Ptarmigan is now closed.

Ptarmigan operated in Tallinn from 2011-2014. We no longer maintain any presence in Tallinn, but this website will continue to serve as an archive of the activities produced at Ptarmigan during these years.

Events

Selections from the Zanzibar films
video : film : screening
06 September, 2011 00:00 20:15
part of project: Liminal Images

Ptarmigan starts it's monthy Liminal Images film nights with two selections from the Zanzibar films movement.

Between 1968 and 1970, Sylvina Boissonnas, a young French heiress and patroness of the arts, financed the production of some fifteen films that would prove highly influential while remaining largely unknown outside of France. Under the banner of “Zanzibar Films” (a name taken from the Maoist island nation in East Africa), a decidely informal collective of about a dozen artists, writers, and students began to make their first films. While the New Wave filmmakers had been in their late twenties and early thirties when they began filmmaking, the Zanzibar directors were younger (Philippe Garrel, one of the key figures, was just twenty) and were inspired by the heady spirit and times of May 1968. These filmmakers quickly became the darlings of Henri Langlois, who often showed their films at the Cinémathèque Française in late-night screenings. Despite their diversity, the Zanzibar films were marked by minimal scripts, the use of nonactors and improvisation, and strong ties to both the art world and the world of fashion. (Several of the Zanzibar participants spent time in Warhol’s Factory in the mid-1960s.) Their films represented the French equivalent of the American underground, and these young cinéastes quickly became the radical dandies of May 1968.   -- KG

Tonight we will be screening two films from this movement:

Deux Fois 

Directed by Jackie Raynal
France, 1968
75 minutes.
French and Spanish with English subtitles. (imdb)

Deux fois is a 1968 experimental film by Jackie Raynal. Raynal stars in the film, her first as a director; she had previously worked for several years as a film editor, most notably for films in Éric Rohmer's "Six Moral Tales" series (she was, reportedly, the youngest professional editor in France at the time). The film's title, which literally translates as Twice and is sometimes translated into English as Twice Upon a Time, refers to the occasional repetition of scenes or actions.
Deux fois is one of the most notable of the Zanzibar Films, a group of feature-length experimental work made from 1968 to 1970 with the financing of Sylvina Boissonnas. It is also considered a landmark of feminist filmmaking. Raynal shot the film in nine days in Barcelona, Spain, casting a man she had met there, Francisco Viader, as one of the leads. 
Regarding the film, the influential French critic Serge Daney wrote: "She put in her film the visionary crazed coldness of major paranoiacs. We also find the murderous, painful madness of Fritz Lang's great films, in which all the fiction is reduced to sketchy outlines, arabesques, leaving almost no trace."

 -- Wikipedia

Perhaps the best Zanzibar film, Raynal's DEUX FOIS transcends mere experiment. A fractured fairy tale that begins with Raynal's Pre-Raphaelite self-portrait and ends with a recitation from Calderon's La Vida es Sueño, DEUX FOIS reworks cinematic language into the enigmatic whispers of a dream.

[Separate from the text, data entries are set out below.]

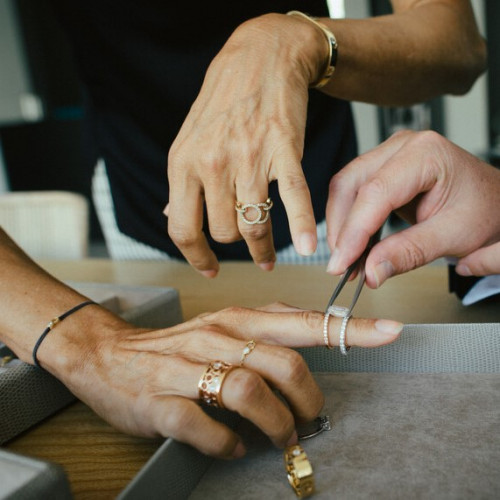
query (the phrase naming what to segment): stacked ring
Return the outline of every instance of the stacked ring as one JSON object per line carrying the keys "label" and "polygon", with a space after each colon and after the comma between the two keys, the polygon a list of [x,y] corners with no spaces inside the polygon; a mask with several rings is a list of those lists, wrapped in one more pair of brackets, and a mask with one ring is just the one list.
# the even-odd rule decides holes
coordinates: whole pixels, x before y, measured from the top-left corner
{"label": "stacked ring", "polygon": [[226,375],[235,367],[224,361],[212,361],[198,382],[200,401],[207,406],[224,408],[221,389]]}
{"label": "stacked ring", "polygon": [[295,444],[285,448],[283,455],[288,482],[299,498],[314,493],[314,475],[311,463],[302,446]]}
{"label": "stacked ring", "polygon": [[330,341],[328,338],[328,320],[330,316],[335,316],[337,318],[342,318],[342,323],[340,325],[340,338],[339,338],[339,348],[340,352],[346,356],[347,351],[349,351],[350,347],[345,344],[346,330],[347,330],[347,322],[351,319],[351,315],[349,314],[349,309],[347,307],[341,306],[330,306],[323,319],[323,340],[325,342],[326,347],[328,349],[333,349],[330,345]]}
{"label": "stacked ring", "polygon": [[255,349],[256,345],[257,344],[255,340],[249,340],[247,342],[247,345],[243,348],[243,351],[241,353],[240,366],[243,366],[245,359],[247,359],[247,356]]}

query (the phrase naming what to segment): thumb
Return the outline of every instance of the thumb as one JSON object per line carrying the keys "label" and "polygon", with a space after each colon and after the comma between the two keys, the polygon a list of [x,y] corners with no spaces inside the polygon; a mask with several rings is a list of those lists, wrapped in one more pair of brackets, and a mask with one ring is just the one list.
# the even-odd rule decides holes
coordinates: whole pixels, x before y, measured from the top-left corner
{"label": "thumb", "polygon": [[426,221],[412,226],[373,247],[366,260],[366,283],[370,288],[378,288],[391,276],[447,255],[446,250],[438,224]]}
{"label": "thumb", "polygon": [[462,276],[500,274],[500,243],[480,248],[460,259],[455,270]]}

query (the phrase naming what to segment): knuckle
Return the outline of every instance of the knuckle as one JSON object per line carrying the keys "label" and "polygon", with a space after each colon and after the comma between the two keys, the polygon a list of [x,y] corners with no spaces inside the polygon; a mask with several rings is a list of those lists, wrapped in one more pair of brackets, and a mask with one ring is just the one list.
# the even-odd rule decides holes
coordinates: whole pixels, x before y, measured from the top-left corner
{"label": "knuckle", "polygon": [[241,234],[237,229],[227,227],[214,227],[210,229],[214,241],[218,243],[233,243],[241,240]]}
{"label": "knuckle", "polygon": [[394,132],[391,135],[391,138],[392,137],[406,137],[406,136],[410,136],[412,134],[413,135],[415,134],[415,132],[413,130],[401,129],[401,130],[396,130],[396,132]]}
{"label": "knuckle", "polygon": [[220,152],[209,150],[201,160],[202,170],[211,178],[219,178],[225,171],[226,162]]}
{"label": "knuckle", "polygon": [[343,193],[351,189],[355,180],[353,173],[360,172],[364,168],[366,162],[366,153],[356,157],[349,165],[337,172],[331,179],[328,190],[331,196],[337,193]]}
{"label": "knuckle", "polygon": [[358,191],[358,196],[364,200],[378,199],[386,190],[386,185],[380,177],[374,177],[363,184]]}
{"label": "knuckle", "polygon": [[[239,306],[226,307],[220,311],[211,312],[205,315],[203,322],[213,328],[220,328],[220,325],[232,325],[245,323],[250,314],[250,309]],[[219,325],[219,326],[216,326]]]}
{"label": "knuckle", "polygon": [[[300,320],[305,331],[317,332],[323,327],[323,315],[314,311],[301,311]],[[295,352],[295,351],[294,351]]]}
{"label": "knuckle", "polygon": [[257,373],[244,369],[234,370],[233,373],[232,394],[237,401],[258,401],[265,393],[266,384]]}
{"label": "knuckle", "polygon": [[309,374],[304,358],[297,351],[286,349],[283,351],[283,360],[283,379],[292,386],[300,385]]}
{"label": "knuckle", "polygon": [[168,235],[177,247],[189,248],[199,242],[199,235],[174,224],[168,225]]}
{"label": "knuckle", "polygon": [[182,436],[194,425],[194,412],[190,402],[180,398],[170,400],[169,411],[163,418],[163,425],[170,436]]}
{"label": "knuckle", "polygon": [[402,263],[403,269],[411,271],[420,267],[425,262],[425,250],[418,243],[410,239],[405,239],[400,251],[400,263]]}
{"label": "knuckle", "polygon": [[306,180],[302,172],[300,173],[288,173],[283,176],[280,183],[280,192],[283,195],[295,194],[297,192],[302,192],[307,189]]}
{"label": "knuckle", "polygon": [[411,140],[415,145],[423,145],[426,148],[429,147],[429,144],[441,145],[447,143],[446,139],[434,130],[423,130],[413,133]]}
{"label": "knuckle", "polygon": [[269,227],[267,224],[245,225],[240,229],[240,232],[245,240],[261,241],[268,237]]}

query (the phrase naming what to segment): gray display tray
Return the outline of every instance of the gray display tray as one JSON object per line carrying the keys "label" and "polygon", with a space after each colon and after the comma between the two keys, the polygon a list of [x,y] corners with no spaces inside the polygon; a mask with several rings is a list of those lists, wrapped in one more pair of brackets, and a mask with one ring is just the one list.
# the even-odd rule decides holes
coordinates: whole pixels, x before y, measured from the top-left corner
{"label": "gray display tray", "polygon": [[[313,498],[500,498],[500,324],[407,325],[381,348],[302,353],[332,423],[303,442]],[[295,498],[282,452],[217,417],[251,443],[247,457],[212,460],[167,439],[119,498]]]}

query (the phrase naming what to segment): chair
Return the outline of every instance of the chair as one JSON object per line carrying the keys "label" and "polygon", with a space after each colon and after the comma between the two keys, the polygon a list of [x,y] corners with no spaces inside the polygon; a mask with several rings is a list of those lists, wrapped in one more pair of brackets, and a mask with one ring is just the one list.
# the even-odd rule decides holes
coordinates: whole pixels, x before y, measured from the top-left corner
{"label": "chair", "polygon": [[70,260],[88,252],[89,206],[80,194],[2,193],[0,226],[32,258]]}

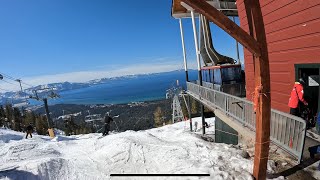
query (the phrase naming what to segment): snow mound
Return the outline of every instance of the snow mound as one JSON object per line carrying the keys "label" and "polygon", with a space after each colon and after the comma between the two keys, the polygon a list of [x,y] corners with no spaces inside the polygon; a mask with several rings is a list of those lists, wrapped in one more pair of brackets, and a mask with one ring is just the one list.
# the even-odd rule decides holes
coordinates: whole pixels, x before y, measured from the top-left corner
{"label": "snow mound", "polygon": [[[200,122],[201,118],[193,121]],[[214,118],[207,122],[213,125]],[[86,134],[24,139],[23,133],[0,129],[0,179],[110,179],[110,174],[119,173],[194,173],[210,177],[187,179],[253,179],[253,161],[243,158],[242,150],[206,142],[189,132],[188,124],[103,138],[101,134]]]}
{"label": "snow mound", "polygon": [[19,134],[17,132],[8,130],[8,129],[2,129],[0,131],[0,143],[8,143],[10,141],[18,141],[23,139],[23,135]]}

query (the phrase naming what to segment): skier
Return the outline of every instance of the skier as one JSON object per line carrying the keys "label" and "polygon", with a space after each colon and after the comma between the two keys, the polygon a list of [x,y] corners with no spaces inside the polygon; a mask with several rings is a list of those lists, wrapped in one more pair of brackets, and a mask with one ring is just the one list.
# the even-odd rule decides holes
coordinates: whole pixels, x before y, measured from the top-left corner
{"label": "skier", "polygon": [[209,124],[206,121],[204,122],[204,127],[209,128]]}
{"label": "skier", "polygon": [[288,106],[290,107],[290,114],[295,116],[301,116],[300,108],[301,104],[304,104],[305,106],[308,105],[307,101],[303,98],[303,86],[305,85],[305,81],[300,78],[299,82],[296,82],[294,84],[294,87],[291,91],[290,99]]}
{"label": "skier", "polygon": [[109,134],[111,121],[113,121],[113,119],[109,116],[109,113],[107,113],[104,117],[104,131],[102,133],[103,136]]}
{"label": "skier", "polygon": [[33,127],[32,127],[32,124],[31,124],[31,123],[29,123],[29,126],[27,126],[26,132],[27,132],[26,139],[28,139],[28,135],[29,135],[29,134],[30,134],[30,137],[32,138]]}

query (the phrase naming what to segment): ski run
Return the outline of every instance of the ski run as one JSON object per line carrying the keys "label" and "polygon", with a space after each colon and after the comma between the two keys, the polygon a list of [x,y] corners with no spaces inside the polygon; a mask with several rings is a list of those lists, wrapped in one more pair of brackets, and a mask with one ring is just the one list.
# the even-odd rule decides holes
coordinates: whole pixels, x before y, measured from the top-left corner
{"label": "ski run", "polygon": [[[201,124],[201,118],[195,118]],[[206,119],[214,132],[214,118]],[[0,179],[253,179],[240,146],[204,141],[179,122],[145,131],[54,139],[0,129]],[[273,171],[272,162],[268,171]],[[210,177],[114,177],[110,174],[210,174]],[[283,179],[282,177],[278,179]]]}

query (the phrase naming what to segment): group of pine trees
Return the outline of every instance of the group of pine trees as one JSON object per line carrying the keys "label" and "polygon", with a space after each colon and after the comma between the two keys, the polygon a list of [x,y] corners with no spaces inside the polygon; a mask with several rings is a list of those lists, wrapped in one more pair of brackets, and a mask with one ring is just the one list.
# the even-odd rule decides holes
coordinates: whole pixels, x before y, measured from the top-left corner
{"label": "group of pine trees", "polygon": [[47,134],[48,123],[46,116],[36,114],[33,111],[21,111],[11,104],[0,105],[0,127],[24,132],[29,124],[32,124],[40,135]]}
{"label": "group of pine trees", "polygon": [[154,125],[155,127],[161,127],[165,123],[164,113],[162,112],[161,107],[157,107],[153,113],[154,115]]}
{"label": "group of pine trees", "polygon": [[77,135],[77,134],[88,134],[94,132],[94,128],[87,127],[85,123],[81,123],[80,125],[74,122],[74,117],[70,116],[69,118],[64,120],[64,130],[65,135]]}
{"label": "group of pine trees", "polygon": [[[46,115],[36,114],[34,111],[21,111],[11,104],[0,105],[0,127],[14,131],[25,132],[26,127],[32,125],[39,135],[48,135],[48,121]],[[76,124],[73,117],[64,121],[59,127],[66,135],[87,134],[93,132],[86,124]]]}

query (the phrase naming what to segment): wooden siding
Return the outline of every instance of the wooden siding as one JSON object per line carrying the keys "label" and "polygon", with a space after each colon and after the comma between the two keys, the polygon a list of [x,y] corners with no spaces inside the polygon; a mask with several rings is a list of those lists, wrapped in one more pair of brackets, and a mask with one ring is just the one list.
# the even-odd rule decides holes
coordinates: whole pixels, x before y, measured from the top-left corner
{"label": "wooden siding", "polygon": [[[295,81],[294,64],[320,63],[320,1],[260,0],[270,62],[271,106],[287,106]],[[248,30],[243,0],[237,0],[240,26]],[[244,49],[247,99],[252,100],[252,54]]]}

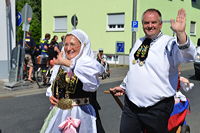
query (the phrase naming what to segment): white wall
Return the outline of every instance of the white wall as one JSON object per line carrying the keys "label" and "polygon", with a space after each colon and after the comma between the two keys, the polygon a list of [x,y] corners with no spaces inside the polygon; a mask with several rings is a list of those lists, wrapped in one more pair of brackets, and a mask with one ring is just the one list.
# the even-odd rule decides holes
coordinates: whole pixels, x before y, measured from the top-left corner
{"label": "white wall", "polygon": [[7,79],[8,60],[16,40],[15,0],[0,0],[0,3],[0,79]]}

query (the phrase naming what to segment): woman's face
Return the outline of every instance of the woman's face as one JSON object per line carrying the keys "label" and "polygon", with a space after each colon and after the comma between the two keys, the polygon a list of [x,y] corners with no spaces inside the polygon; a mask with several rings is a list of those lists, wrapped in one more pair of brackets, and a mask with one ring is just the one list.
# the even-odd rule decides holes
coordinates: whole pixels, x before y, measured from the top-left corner
{"label": "woman's face", "polygon": [[57,36],[55,37],[55,41],[58,41],[58,37]]}
{"label": "woman's face", "polygon": [[65,39],[64,50],[67,59],[71,60],[76,57],[81,49],[80,41],[73,35],[67,35]]}

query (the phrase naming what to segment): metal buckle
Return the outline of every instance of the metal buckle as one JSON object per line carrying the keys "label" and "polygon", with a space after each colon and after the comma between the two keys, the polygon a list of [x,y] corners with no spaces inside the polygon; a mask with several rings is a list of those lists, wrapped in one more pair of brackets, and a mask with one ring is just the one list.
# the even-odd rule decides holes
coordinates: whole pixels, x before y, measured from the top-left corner
{"label": "metal buckle", "polygon": [[58,101],[58,107],[60,108],[60,109],[63,109],[63,110],[65,110],[65,109],[71,109],[73,106],[72,106],[72,99],[68,99],[68,98],[66,98],[66,99],[64,99],[64,98],[62,98],[62,99],[60,99],[59,101]]}

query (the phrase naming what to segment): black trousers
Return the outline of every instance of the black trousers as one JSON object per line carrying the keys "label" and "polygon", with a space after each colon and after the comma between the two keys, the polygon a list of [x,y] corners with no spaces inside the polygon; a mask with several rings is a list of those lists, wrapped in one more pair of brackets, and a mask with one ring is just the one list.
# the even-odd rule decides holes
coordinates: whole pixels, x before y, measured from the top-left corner
{"label": "black trousers", "polygon": [[125,95],[120,133],[168,133],[168,119],[174,107],[174,97],[165,98],[147,108],[139,108]]}

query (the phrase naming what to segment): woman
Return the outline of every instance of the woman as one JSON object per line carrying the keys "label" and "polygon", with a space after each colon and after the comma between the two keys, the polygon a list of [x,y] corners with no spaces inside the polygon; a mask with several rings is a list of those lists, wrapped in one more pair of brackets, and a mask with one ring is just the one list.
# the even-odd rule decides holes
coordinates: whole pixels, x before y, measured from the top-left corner
{"label": "woman", "polygon": [[56,58],[58,53],[60,53],[57,40],[58,40],[57,35],[54,35],[53,38],[51,39],[51,43],[49,44],[49,47],[48,47],[49,60]]}
{"label": "woman", "polygon": [[54,106],[40,132],[96,133],[96,113],[90,101],[103,67],[93,58],[90,41],[83,31],[73,30],[64,42],[62,52],[54,59],[58,65],[54,66],[46,92]]}

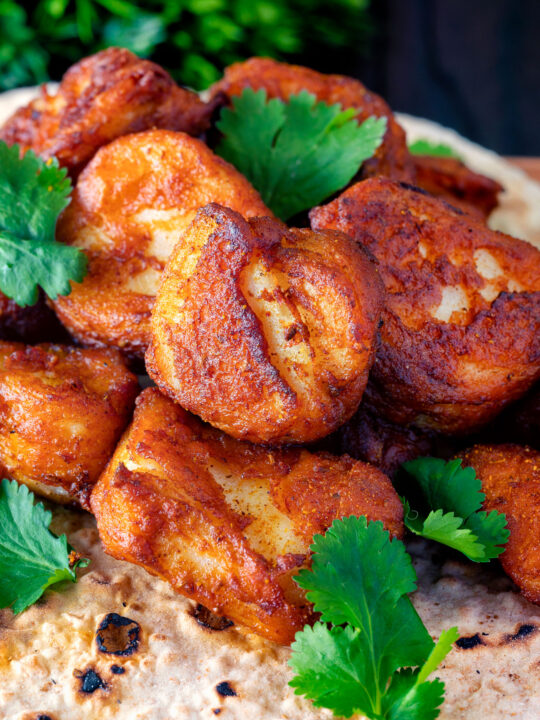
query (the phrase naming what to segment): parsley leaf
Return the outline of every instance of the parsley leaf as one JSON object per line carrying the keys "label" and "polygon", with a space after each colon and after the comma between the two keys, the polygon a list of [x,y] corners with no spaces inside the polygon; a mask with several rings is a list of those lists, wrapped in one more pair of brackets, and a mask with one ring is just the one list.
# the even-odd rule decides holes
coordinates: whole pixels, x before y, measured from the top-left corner
{"label": "parsley leaf", "polygon": [[33,305],[38,285],[55,299],[86,273],[86,256],[54,240],[56,221],[69,203],[71,182],[53,159],[0,141],[0,290],[17,305]]}
{"label": "parsley leaf", "polygon": [[432,155],[433,157],[450,157],[461,160],[461,156],[444,143],[432,143],[430,140],[415,140],[409,145],[412,155]]}
{"label": "parsley leaf", "polygon": [[285,103],[246,88],[217,123],[218,155],[232,163],[282,220],[344,187],[382,142],[386,118],[361,125],[356,110],[317,102],[305,90]]}
{"label": "parsley leaf", "polygon": [[15,614],[35,603],[49,586],[63,580],[76,582],[75,569],[89,562],[82,558],[70,563],[66,536],[50,532],[52,514],[33,500],[25,485],[2,480],[0,607],[12,607]]}
{"label": "parsley leaf", "polygon": [[437,717],[444,685],[427,677],[458,633],[452,628],[433,643],[407,597],[416,574],[403,543],[381,522],[349,517],[315,536],[311,550],[311,570],[296,581],[321,619],[292,645],[295,692],[345,717]]}
{"label": "parsley leaf", "polygon": [[461,460],[418,458],[403,465],[420,488],[430,512],[422,516],[404,500],[405,526],[416,535],[459,550],[475,562],[489,562],[510,537],[506,515],[480,510],[485,499],[474,468]]}

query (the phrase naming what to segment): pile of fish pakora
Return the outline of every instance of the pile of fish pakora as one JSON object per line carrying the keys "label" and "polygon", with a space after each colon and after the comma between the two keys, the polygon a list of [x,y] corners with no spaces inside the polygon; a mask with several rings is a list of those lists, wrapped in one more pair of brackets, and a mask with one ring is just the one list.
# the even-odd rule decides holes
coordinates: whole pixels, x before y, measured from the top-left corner
{"label": "pile of fish pakora", "polygon": [[139,396],[90,505],[109,554],[279,643],[312,617],[292,575],[314,534],[349,515],[402,534],[401,502],[380,470],[234,440],[155,388]]}
{"label": "pile of fish pakora", "polygon": [[[309,228],[274,217],[212,150],[216,110],[245,88],[386,118]],[[365,515],[401,537],[388,475],[476,443],[460,457],[485,509],[507,514],[503,567],[540,603],[540,458],[492,443],[508,418],[537,443],[539,417],[540,252],[486,226],[501,186],[413,157],[353,78],[252,58],[209,98],[110,48],[0,128],[67,168],[56,238],[88,259],[47,306],[0,296],[4,475],[93,512],[112,556],[290,643],[314,619],[293,579],[314,534]],[[78,346],[8,342],[62,333]],[[136,400],[126,363],[143,358],[158,388]]]}
{"label": "pile of fish pakora", "polygon": [[209,205],[165,270],[146,367],[233,437],[309,442],[358,407],[381,305],[376,268],[346,235]]}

-- Ed Halter, The Village Voice

If I wanted to convey the excitement of France in 1968, this brave, pleasure-driven provocation would undoubtedly carry me part of the way.

-- Jonathan Rosenbaum, Chicago Reader

 

La Revolution N'est Qu'un Debut: Continuous 
(The Revolution is only a Beginning: Let’s Continue)

Directed by Pierre Clémenti
France, 1968
30 minutes
Silent. (imdb)

Pierre Clémenti is best known for his role as the suave gangster in Luis Buñuel’s Belle de Jour 1967, but his work as a writer, filmmaker and activist is being re-evaluated today as a crucial creative contribution. Clémenti collaborated with members of the Zanzibar group in the 1960s, and he fully embraced the lifestyle revolution ushered in by the ‘underground’: sexual liberation, anarchist agitation, aesthetic experimentation. An early champion of DIY formats such as Super 8, his ‘diary films’ are illuminating.

Half family photo album, half ciné-tract, La Revolution N'est Qu'un Debut: Continuous was shot in Paris during the events of May '68 and in Rome where the actor was featuring in the film Partner by Bertolucci. Rediscovered in a basement in 1999, this silent film appears to be one of Clémenti's most purely beautiful and concentrated works, at times recalling Brakhage and Eisenstein.